Emerging growth company
¨
If an emerging growth company, indicate by check mark if the
registrant has elected not to use the extended transition period for complying with any new or revised financial accounting standards
provided pursuant to Section 13(a) of the Exchange Act.
¨
As previously reported, on June 2, 2018,
Highpower International, Inc. (the “Company”) announced the receipt of a non-binding proposal (the “Original
Proposal”) from Mr. Dang Yu (George) Pan, Chairman of the Board and Chief Executive Officer and stockholder of the Company,
to acquire certain outstanding shares of the common stock of the Company, at a cash purchase price of $4.80 per share.. On June
25, 2018, the Board of Directors of the Company formed a Special Committee (the “Special Committee”) to consider the
Original Proposal. On March 13, 2019, the Company was notified that Mr. Pan, Wen Liang Li, a director and stockholder of the Company,
and Wen Wei Ma, a stockholder of the Company, and Essence International Financial Holdings (Hong Kong) Limited (collectively, the
“Consortium”) entered into a Consortium Agreement (the “Consortium Agreement”) to work together on the
proposed transaction to acquire the Company pursuant to the terms of the Original Proposal. The Original Proposal and the Consortium
Agreement were each previously reported by the Company on a Form 8-K filed with the Securities and Exchange Commission on June
4, 2018, and March 14, 2019, respectively.

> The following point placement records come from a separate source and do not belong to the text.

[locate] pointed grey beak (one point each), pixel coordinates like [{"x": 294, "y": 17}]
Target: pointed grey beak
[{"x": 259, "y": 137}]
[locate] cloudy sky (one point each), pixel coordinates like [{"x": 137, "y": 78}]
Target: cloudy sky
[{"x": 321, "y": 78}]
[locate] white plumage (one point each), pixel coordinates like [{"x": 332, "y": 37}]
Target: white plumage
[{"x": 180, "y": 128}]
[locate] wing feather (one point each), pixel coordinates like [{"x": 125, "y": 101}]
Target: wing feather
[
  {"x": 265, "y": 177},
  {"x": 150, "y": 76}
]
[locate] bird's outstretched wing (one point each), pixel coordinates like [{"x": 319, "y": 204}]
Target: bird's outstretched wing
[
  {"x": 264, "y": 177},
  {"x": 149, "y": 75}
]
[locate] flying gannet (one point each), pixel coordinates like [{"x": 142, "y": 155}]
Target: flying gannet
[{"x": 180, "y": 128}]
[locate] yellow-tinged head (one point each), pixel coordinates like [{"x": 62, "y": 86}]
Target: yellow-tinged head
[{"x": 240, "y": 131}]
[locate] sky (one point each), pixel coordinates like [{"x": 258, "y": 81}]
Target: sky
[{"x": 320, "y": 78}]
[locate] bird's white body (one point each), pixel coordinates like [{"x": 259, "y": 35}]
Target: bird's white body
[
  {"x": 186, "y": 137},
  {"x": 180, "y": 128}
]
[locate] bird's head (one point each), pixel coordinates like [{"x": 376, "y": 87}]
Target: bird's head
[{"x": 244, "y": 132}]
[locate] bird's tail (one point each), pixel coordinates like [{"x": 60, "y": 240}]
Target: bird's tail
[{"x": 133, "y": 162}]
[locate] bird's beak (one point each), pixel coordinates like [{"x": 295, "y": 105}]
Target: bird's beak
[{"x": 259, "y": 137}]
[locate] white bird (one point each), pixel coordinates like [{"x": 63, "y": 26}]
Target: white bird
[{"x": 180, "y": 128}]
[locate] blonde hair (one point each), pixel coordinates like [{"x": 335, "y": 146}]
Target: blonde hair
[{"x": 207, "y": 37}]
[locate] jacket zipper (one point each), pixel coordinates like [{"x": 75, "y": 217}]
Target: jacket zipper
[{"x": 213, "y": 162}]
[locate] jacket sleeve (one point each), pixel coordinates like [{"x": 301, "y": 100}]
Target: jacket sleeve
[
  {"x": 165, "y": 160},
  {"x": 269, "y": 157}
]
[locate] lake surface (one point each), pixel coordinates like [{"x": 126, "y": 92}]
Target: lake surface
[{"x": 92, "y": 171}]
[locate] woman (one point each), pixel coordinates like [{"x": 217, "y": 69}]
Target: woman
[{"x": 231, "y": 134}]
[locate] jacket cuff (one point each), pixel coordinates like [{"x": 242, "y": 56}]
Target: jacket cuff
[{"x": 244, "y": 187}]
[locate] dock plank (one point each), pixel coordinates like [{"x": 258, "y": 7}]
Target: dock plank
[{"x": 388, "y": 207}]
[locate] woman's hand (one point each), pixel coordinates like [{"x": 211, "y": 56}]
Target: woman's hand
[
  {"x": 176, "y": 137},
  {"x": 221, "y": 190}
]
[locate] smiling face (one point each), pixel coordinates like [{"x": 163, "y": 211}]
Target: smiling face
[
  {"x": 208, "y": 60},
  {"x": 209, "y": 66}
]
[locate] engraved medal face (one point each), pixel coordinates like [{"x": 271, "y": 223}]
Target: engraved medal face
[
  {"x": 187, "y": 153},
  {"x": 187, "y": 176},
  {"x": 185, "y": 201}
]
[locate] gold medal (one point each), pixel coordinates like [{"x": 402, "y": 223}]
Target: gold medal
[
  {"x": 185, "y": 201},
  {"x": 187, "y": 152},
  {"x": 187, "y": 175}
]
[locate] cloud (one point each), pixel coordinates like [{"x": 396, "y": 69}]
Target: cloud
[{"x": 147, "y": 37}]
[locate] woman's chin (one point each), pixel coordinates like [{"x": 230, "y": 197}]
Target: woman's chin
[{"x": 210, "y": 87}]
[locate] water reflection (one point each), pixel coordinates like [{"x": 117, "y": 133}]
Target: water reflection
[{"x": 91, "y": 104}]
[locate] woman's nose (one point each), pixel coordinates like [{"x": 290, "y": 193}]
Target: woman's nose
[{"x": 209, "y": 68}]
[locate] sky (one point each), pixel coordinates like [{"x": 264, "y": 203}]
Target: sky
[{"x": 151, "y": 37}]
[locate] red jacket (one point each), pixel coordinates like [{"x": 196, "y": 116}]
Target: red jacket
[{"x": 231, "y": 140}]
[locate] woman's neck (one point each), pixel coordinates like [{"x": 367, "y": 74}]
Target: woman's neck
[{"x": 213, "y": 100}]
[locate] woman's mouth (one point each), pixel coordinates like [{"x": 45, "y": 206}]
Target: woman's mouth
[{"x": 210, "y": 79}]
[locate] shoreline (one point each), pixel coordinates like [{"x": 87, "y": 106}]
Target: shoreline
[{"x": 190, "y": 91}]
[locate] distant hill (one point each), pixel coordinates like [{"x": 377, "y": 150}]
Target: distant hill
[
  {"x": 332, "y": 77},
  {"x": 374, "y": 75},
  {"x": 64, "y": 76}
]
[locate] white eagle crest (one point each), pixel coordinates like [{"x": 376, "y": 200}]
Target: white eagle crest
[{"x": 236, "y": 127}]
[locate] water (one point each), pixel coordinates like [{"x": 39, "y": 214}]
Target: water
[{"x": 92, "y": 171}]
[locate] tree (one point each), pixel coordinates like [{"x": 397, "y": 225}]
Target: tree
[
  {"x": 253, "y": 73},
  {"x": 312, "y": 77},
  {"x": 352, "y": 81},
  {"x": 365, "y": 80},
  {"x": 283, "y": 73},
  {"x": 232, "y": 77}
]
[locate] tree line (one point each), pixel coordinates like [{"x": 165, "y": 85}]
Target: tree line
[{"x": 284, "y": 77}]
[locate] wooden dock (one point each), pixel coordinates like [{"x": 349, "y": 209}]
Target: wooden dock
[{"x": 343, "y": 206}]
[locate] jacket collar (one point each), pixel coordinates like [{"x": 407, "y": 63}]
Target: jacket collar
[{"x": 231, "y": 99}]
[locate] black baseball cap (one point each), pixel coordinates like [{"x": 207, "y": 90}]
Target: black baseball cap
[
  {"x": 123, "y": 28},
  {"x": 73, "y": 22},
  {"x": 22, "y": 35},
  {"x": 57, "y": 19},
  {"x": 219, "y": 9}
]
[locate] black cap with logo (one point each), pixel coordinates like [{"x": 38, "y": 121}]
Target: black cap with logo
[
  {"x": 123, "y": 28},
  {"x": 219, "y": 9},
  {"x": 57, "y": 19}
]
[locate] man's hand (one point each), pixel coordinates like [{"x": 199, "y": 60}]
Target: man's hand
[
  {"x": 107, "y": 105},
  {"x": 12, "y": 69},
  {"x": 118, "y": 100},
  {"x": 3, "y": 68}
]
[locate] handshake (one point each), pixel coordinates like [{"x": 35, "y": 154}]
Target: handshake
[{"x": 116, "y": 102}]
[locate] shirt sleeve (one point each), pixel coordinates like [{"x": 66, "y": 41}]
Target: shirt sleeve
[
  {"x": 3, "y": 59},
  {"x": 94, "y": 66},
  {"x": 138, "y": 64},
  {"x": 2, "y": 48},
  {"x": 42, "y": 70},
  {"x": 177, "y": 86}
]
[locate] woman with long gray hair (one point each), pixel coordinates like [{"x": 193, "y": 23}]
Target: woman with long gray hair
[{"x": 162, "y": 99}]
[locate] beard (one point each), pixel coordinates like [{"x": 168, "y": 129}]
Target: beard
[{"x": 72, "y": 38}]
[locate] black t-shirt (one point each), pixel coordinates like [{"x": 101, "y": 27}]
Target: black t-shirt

On April 18, 2019, the Special Committee
received a letter (the “Letter Amendment”) confirming that the Consortium would acquire all of the outstanding shares
of common stock of the Company not currently owned, directly or indirectly, by the Consortium in a “going private”
transaction and committing that the proposed transaction would be subject to a non-waivable condition requiring the approval by
holders of a majority of the outstanding shares of the common stock of the Company not currently owned by the Consortium. The Letter
Amendment also provides that Mr. Pan and Mr. Li would recuse themselves from participating in any deliberations or decisions by
the Board of Directors of the Company in respect of the proposed transaction. The other terms of the Original Proposal remain except
as amended by the Letter Amendment).
The Company cautions stockholders and others
considering trading in its securities that the Special Committee has made no decisions with respect to the proposed transaction.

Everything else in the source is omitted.